Ed è proprio la naturalezza, da non intendersi con i termini inflazionati di bio-dinamica e biologico, che oggi sono tanto di moda, che contraddistingue i vini dell’Azienda Collecapretta.
Avevo sentito parlar bene di questa piccola realtà famigliare, ma vi assicuro che incontrarli e conversare amabilmente con loro è stato un vero toccasana.
La parola d’ordine è senza dubbio “ospitalità”; mi sono sentito a casa ed accolto come un amico da sempre. Ringrazio pubblicamente Anna, vera padrona di casa, che dopo averci fatto accomodare (io, mia moglie e mio figlio) è ritornata con un vassoio colmo di pancetta, salame, salsiccia e lardo nostrani e poi, Vittorio che, con estrema naturalezza ci ha spiegato la semplicità del loro vino. Ricordo che alla mia domanda: “chi è il vostro enologo???”, mi rispose seraficamente: “non ho enologo. Vendemmio, pigio, lascio fermentare a temperatura libera e la natura mi regala il vino che ha in serbo per noi”. Spiazzato!!!!
Ma veniamo al Trebbiano Spoletino “Vigna Vecchia” annata 2016 di 12,5° vol. degustato in abbinamento a dei ravioli di zucca e a del salmone al forno.
Vino che nasce da vigneti di oltre quarant’anni, posti alle pendici dei Monti Martiani; in vigna, come ci disse il Mattioli, non vengono utilizzati prodotti chimici, ma solo all’occorrenza verderame e poltiglia bordolese. Uve raccolte a fine settembre e quindi, per certi versi, a maturazione tardiva e una volta pressate, il mosto fermenta per dieci giorni a temperatura non controllata. Subisce un solo travaso e viene imbottigliato in calar di luna, senza aggiunta di solforosa.

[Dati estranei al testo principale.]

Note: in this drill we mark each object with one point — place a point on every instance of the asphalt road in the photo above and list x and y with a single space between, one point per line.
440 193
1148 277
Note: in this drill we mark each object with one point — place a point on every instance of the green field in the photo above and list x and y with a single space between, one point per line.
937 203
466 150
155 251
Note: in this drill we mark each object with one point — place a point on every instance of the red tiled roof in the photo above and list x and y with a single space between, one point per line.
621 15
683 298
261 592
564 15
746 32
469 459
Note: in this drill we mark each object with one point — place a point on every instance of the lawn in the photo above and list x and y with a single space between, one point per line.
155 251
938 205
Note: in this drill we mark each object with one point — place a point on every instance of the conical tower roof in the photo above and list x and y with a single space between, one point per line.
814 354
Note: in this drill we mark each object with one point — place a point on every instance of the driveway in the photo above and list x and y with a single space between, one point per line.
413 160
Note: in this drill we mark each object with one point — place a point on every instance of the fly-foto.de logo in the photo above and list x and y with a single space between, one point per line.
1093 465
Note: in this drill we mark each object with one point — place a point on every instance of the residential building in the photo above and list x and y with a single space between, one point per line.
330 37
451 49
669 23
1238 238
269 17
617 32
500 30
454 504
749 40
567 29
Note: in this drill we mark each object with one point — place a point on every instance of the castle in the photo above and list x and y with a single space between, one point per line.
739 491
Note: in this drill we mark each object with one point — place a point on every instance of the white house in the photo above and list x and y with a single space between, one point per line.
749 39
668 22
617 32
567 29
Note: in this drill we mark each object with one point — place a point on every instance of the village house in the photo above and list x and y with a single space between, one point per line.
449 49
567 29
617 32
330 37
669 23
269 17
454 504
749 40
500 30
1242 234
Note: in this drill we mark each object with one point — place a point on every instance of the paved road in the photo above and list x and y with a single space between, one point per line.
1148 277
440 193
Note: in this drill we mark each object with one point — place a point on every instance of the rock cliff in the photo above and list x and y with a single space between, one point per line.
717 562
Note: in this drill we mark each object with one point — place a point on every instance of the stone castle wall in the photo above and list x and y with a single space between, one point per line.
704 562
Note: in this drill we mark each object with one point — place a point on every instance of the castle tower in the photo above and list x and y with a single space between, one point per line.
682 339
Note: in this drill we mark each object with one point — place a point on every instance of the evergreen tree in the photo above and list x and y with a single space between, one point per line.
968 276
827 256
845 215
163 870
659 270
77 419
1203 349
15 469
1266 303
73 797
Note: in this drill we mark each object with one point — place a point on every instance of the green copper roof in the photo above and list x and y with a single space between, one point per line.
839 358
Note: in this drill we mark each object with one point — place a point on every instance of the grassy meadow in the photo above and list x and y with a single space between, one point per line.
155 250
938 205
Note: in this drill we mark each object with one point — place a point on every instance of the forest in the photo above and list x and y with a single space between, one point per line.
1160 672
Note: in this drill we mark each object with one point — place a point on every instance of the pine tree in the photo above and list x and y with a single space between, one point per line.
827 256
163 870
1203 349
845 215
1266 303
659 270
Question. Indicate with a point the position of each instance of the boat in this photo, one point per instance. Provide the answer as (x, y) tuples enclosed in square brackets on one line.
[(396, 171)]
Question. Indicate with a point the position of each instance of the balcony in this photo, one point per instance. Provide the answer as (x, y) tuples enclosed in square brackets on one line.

Stappato alla temperatura di 11 gradi, si presenta di un color oro luminoso e brillante ed alla vista è molto appagante. Al naso è per così dire camaleontico, in quanto emergono in sequenza erbe della macchia mediterranea, quali timo e maggiorana, oltre a lievi nuances di erbe officinali, che ben presto si amalgamano con note mielate ed agrumate di lime. A tratti effluvi sulfurei molto particolari.
In bocca è sapido, ampio, fresco e parzialmente salivante e pervaso da una media acidità sublimata da una mineralità che non ti aspetti, se paragonata all’olfatto e da una naturalezza di beva veramente disarmante. E’ persistente ed invidiabilmente serbevole.
Avessi fatto una degustazione alla cieca avrei detto di trovarmi in Francia!!!
E’ uno di quei vini che mi porterei via se dovessi andare a vivere su Marte!!!
Degustarlo, in una domenica fredda e uggiosa di questa pazza coda d’inverno, mi ha riportato mentalmente sulle colline spoletine, beatamente sdraiato su di un pascolo verde, fiore di campo in bocca, il sole primaverile che scalda il giusto ed il belare delle caprette a far da sottofondo al lento passare del tempo.